Au feuilleton de la mondialisation heureuse, les épisodes se succèdent parfois d’étrange façon. Cette semaine, nous sommes dans les affaires maritimes. On apprend ainsi, en vrac, que l’affreux Erdoğan vient de renvoyer son navire de recherche, l’Oruç Reis, dans les eaux grecques de Kastellórizo. Histoire, peut-être, de détourner un peu l’attention de ses amours avec l’Azerbaïdjan.

Plus riant, on apprend aussi qu’un jeune prodige de la natation, Christophe Maleau, âgé seulement de 12 ans, vient de réussir la traversée à la nage entre Sainte-Lucie et la Martinique, soit quarante kilomètres, en moins de 14 heures, ce qui signifie une moyenne de 2,85 km à l’heure. Prodigieux, on vous dit !

Jamais deux sans trois, maintenant ce titre de Valeurs actuelles : « Manche : contre la traversée des migrants, la police britannique pourrait utiliser… des filets. » En voilà une idée qu’elle est bonne, comme aurait dit feu Coluche. Si bonne qu’on se demande comment on n’y avait pas pensé plus tôt…

C’est, à l’origine, une info du Sunday Telegraph : « Chargé par le ministère de l’Intérieur de lutter contre les traversées illégales de la Manche, l’ex-officier de la Royal Marine Dan O’Mahoney a expliqué au quotidien que Londres se préparait “à utiliser des filets pour ‘mettre hors service’ les canots pneumatiques transportant des migrants à travers la Manche” en bloquant leurs hélices. » Et d’où viennent-ils, ces canots pneumatiques, je vous le demande ? D’en face : de Boulogne, Ouistreham, Cherbourg, Zeebruges et surtout Calais. La traversée de la Manche… une bagatelle pour le jeune Christophe Maleau, le dernier rêve pour ceux qui échouent sur cette côte où finit notre Vieux Continent.
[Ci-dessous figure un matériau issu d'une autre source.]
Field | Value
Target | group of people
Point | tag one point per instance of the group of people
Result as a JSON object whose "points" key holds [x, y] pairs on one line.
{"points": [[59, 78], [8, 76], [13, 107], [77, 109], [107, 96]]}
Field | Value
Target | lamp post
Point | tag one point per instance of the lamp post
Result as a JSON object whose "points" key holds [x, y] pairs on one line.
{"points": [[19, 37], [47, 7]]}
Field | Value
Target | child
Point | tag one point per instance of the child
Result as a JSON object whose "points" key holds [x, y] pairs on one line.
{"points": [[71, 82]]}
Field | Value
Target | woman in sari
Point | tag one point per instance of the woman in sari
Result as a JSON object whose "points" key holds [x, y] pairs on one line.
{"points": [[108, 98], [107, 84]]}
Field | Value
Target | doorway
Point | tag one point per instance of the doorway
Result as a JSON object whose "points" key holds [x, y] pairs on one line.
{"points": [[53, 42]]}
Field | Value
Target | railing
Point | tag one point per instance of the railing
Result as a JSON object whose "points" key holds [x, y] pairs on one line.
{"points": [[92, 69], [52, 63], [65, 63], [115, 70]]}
Il est vrai que, par temps clair, quand la pluie et le vent ont lavé le ciel, on croit pouvoir toucher du doigt les falaises de l’autre côté du Channel.

Ils s’énervent, nos amis brexiteurs. On les comprend : entre janvier et la mi-août 2020, plus de 4.500 migrants sont arrivés sur les côtes britanniques, soit plus du double du total de 2019 ! Effet Covid, peut-être ? Dans un pays sous confinement, on déjoue plus facilement les contrôles…
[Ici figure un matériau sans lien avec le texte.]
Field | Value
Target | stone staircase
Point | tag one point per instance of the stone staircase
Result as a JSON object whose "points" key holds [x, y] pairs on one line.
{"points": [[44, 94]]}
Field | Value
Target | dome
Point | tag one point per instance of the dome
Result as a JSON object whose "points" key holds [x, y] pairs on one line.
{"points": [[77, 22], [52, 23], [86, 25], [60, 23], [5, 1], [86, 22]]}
Le problème, ce ne sont pas les moins de 34 kilomètres qui séparent Calais de Douvres mais l’extrême dangerosité de ce couloir maritime emprunté, chaque jour, par des centaines de bateaux. C’est 25 % du trafic mondial qui passe par la Manche, et 17 millions de passagers qui la traversent chaque année sur les ferries. La Manche est une autoroute des plus dangereuses et il n’est pas besoin d’être marin pour deviner qu’un canot pneumatique empli de migrants ne pèse rien face aux tankers qui sillonnent le Channel. Alors les Anglais songent à remettre à l’honneur la vieille recette des gladiateurs : le filet.

Hélas, de ce côté-ci de la Manche, on trouve l’idée nettement moins bonne. La politique du filet vise, en fait, au retour à l’envoyeur. Or, la France, trop contente de s’en être débarrassée à bon compte, refuse de récupérer ses migrants. L’officier O’Mahoney l’a confié au Telegraph : le gouvernement de Boris Johnson tente par tous les moyens d’« inciter les candidats à l’immigration en et au Moyen-Orient à demander l’asile dans le premier pays sûr où ils arrivent, plutôt que de risquer leur vie dans un voyage incroyablement dangereux pour atteindre illégalement le Royaume-Uni ».

Donc, quand la perfide Albion aura récupéré nos migrants – il en arrive toujours plus de 300 par jour -, elle les mettra au chaud dans « des centres de rétention offshore, des prisons désaffectées ou de vieux ferries ».